Otro artículo contra el Gobierno y un alto funcionario público impreso en La Tribuna le llevó a un juicio por vagancia en 1884 donde lo condenaron a hacer horas de servicio público. El alcalde de policía se hizo amigo de Darío en este tiempo, lo llevó a sus visitas a las escuelas y lo nombra maestro de un centro nocturno de artesanos, pero las torpezas del poeta no solamente fueron políticas, aunque no por eso menos memorables. En una fiesta leyó un poema que el anfitrión consideró una indirecta y lo expulsó de la casa, en otra celebración en León derramó una bandeja llena de copas de champaña sobre Fidelina Santiago.

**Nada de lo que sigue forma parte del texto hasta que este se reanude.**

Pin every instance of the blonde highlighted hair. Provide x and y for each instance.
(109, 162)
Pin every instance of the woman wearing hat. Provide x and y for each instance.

Al día siguiente, el poeta para compensar el daño, puso dos ramos de flores en la ventana de su musa, pero el padre de la muchacha expulsó al torpe enamorado de la casa. Pese a todo, era impensable obviar su presencia en todo evento cultural de importancia. Lo invitaron a la inauguración del Ateneo, la inauguración de la Escuela Nocturna de Adultos de San Sebastián, a una velada del Hospicio de Huérfanas e incluso la inauguración del Teatro Municipal de León en 1885. Ya desde 1880 su grupo de amigos poetas crearon la revista El Ensayo donde Darío publicó en el primer número el poema de amor “Desengaño” en cuartetas clásicas. El poeta Francisco Ibarra dijo “este panzón nos va a pegar a todos”. Tünnermann expresa que el ambiente literario de León, su formación autodidacta y los estudios con los jesuitas, le dieron la oportunidad de recibir las herramientas poéticas que vendría a perfeccionar más tarde a pesar de la poca formación escolar.

En esos pocos años de escuela conoció también a Luis H. Debayle, su compañero de clases con los jesuitas y una persona vital en su futuro y agonía. Siendo también tan enamoradizo, no se le conoce una novia oficial en León, pero en 1883 terminaría teniendo un doble golpe de suerte, conocería en Managua a su garza morena, Rosario Murillo y comenzaría a trabajar en la Biblioteca Nacional, donde pudo tener acceso a miles de libros finamente seleccionados por su primer director. Eso lo llevarían a pulir su genio poético hasta el aburrimiento, a los 19 años decidió explorar nuevos rumbos, en Chile.